Une course à quatre au Parti conservateur

L’ancien adjoint politique et unique candidat québécois, Rudy Husny (en photo), et la députée ontarienne, Marilyn Gladu, n’ont pas remis 3000 signatures et 300 000 $ au Parti conservateur à temps pour respecter l’échéancier qui avait été fixé à mercredi pour devenir candidat officiel.
Photo: Andrew Vaughan La Presse canadienne L’ancien adjoint politique et unique candidat québécois, Rudy Husny (en photo), et la députée ontarienne, Marilyn Gladu, n’ont pas remis 3000 signatures et 300 000 $ au Parti conservateur à temps pour respecter l’échéancier qui avait été fixé à mercredi pour devenir candidat officiel.

La course conservatrice suit son cours, malgré l’épidémie de coronavirus, et comptera finalement quatre candidats. Deux aspirants-chefs ont été exclus de la lutte mercredi, faute d’avoir réussi à récolter l’argent et les signatures nécessaires.

L’ancien adjoint politique et unique candidat québécois, Rudy Husny, et la députée ontarienne, Marilyn Gladu, n’ont pas remis 3000 signatures et 300 000 $ au Parti conservateur à temps pour respecter l’échéancier qui avait été fixé à mercredi pour devenir candidat officiel.

Tous deux avaient demandé que la course soit retardée, pour éviter de devoir faire campagne et solliciter de l’argent aux Canadiens qui souffrent de la crise économique entraînée par l’épidémie de COVID-19. Le Parti conservateur avait refusé.

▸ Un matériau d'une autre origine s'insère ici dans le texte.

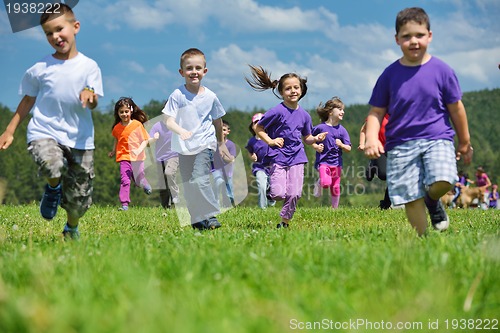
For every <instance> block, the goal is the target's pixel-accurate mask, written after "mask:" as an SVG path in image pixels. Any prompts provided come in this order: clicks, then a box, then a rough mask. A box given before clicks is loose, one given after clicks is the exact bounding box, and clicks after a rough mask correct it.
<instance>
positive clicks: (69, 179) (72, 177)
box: [61, 147, 94, 238]
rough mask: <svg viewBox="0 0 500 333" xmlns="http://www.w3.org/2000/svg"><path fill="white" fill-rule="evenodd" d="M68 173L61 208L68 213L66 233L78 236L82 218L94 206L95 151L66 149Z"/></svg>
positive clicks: (69, 148) (64, 182) (65, 178)
mask: <svg viewBox="0 0 500 333" xmlns="http://www.w3.org/2000/svg"><path fill="white" fill-rule="evenodd" d="M64 152H65V157H66V160H67V162H68V171H67V172H66V174H64V175H63V181H62V183H63V198H62V202H61V207H62V208H64V209H65V210H66V213H67V217H68V220H67V225H66V227H65V232H66V231H69V232H70V236H71V237H72V238H75V237H74V236H75V235H76V236H78V229H77V227H78V223H79V220H80V218H81V217H82V216H83V215H84V214H85V212H86V211H87V210H88V209H89V208H90V206H91V204H92V192H93V181H94V151H93V150H79V149H71V148H68V147H64Z"/></svg>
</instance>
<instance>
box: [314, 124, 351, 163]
mask: <svg viewBox="0 0 500 333" xmlns="http://www.w3.org/2000/svg"><path fill="white" fill-rule="evenodd" d="M323 132H327V133H328V134H327V135H326V138H325V140H324V141H322V142H318V143H323V144H324V146H325V148H324V149H323V152H322V153H318V152H316V162H315V163H314V167H315V168H316V169H317V168H319V165H320V164H326V165H328V166H339V167H342V149H341V148H340V147H339V146H337V144H336V143H335V140H336V139H340V141H342V143H343V144H345V145H349V146H350V145H351V139H350V138H349V133H347V130H346V129H345V127H344V126H342V125H340V124H338V125H336V126H330V125H328V124H325V123H321V124H319V125H316V126H314V128H313V131H312V135H317V134H319V133H323Z"/></svg>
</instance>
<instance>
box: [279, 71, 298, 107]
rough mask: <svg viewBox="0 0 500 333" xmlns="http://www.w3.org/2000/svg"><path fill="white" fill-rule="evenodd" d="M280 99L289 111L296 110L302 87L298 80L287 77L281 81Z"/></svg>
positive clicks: (295, 77) (297, 79) (297, 104)
mask: <svg viewBox="0 0 500 333" xmlns="http://www.w3.org/2000/svg"><path fill="white" fill-rule="evenodd" d="M279 93H280V94H281V97H283V102H284V103H285V105H286V106H287V107H289V108H291V109H296V108H297V105H298V103H299V99H300V96H302V86H301V85H300V80H299V79H298V78H296V77H289V78H287V79H285V80H284V81H283V85H282V87H281V89H280V92H279Z"/></svg>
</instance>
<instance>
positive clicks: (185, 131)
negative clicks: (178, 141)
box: [179, 130, 193, 140]
mask: <svg viewBox="0 0 500 333" xmlns="http://www.w3.org/2000/svg"><path fill="white" fill-rule="evenodd" d="M179 136H180V137H181V140H187V139H189V138H190V137H192V136H193V132H189V131H186V130H184V131H183V132H182V133H180V135H179Z"/></svg>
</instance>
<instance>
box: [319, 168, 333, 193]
mask: <svg viewBox="0 0 500 333" xmlns="http://www.w3.org/2000/svg"><path fill="white" fill-rule="evenodd" d="M318 171H319V183H320V185H321V187H322V188H328V187H330V186H332V176H333V175H332V172H331V167H329V166H328V165H326V164H320V165H319V169H318Z"/></svg>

« Ce faisant, [le comité organisateur de la course] demeure virtuellement la seule organisation dans le monde qui ait refusé de reconnaître que la crise de la COVID-19 a fondamentalement bouleversé notre mode de vie », a déploré M. Husny. « Bien que j’aie espéré que la voix de la raison et le bon sens l’emportent, malheureusement ce n’est pas le cas », a-t-il reproché, en invitant le PC à verser à la Croix-Rouge les 25 000 $ qu’il leur avait remis pour entrer dans la course.

La députée Marilyn Gladu a quant à elle souhaité aux membres conservateurs « que la sagesse vous inspire alors que nous nous préparons à choisir un nouveau chef ».

Les candidats officiels sont : l’ex-ministre et ancien chef du Parti progressiste –conservateur Peter MacKay, le député et ex-ministre Erin O’Toole, ainsi que le député Derek Sloan et l’avocate Leslyn Lewis – tous deux pro-vie.

M. O’Toole et M. Sloan ont eux aussi invité, en vain, le PC à suspendre sa course à la chefferie le temps de laisser passer l’épidémie. M. MacKay a quant à lui demandé qu’elle soit accélérée, afin que le parti se dote d’un chef rapidement pour répondre au gouvernement libéral et à sa gestion de crise.

Le Parti conservateur plaide qu’il prend bel et bien acte de l’épidémie de COVID-19 puisqu’il a offert à tous les candidats de les aider à faire campagne par vidéoconférence. Le PC a remercié M. Husny et Mme Gladu pour leur candidature et leur dévouement à la course à la chefferie. L’homme d’affaires Rick Peterson avait de son côté abandonné sa candidature vendredi dernier.

Dans les rangs conservateurs, on explique que la seule obligation inscrite à la constitution du parti pour la course est celle d’assurer le droit de vote des membres par la poste. Pour l’instant, cela n’est pas menacé par le coronavirus, dit-on.

L’élection du prochain chef demeure donc prévue pour le 27 juin. Les quatre candidats officiels participeront d’ici là à deux débats sans public : en anglais le 17 avril et en français le 23 avril.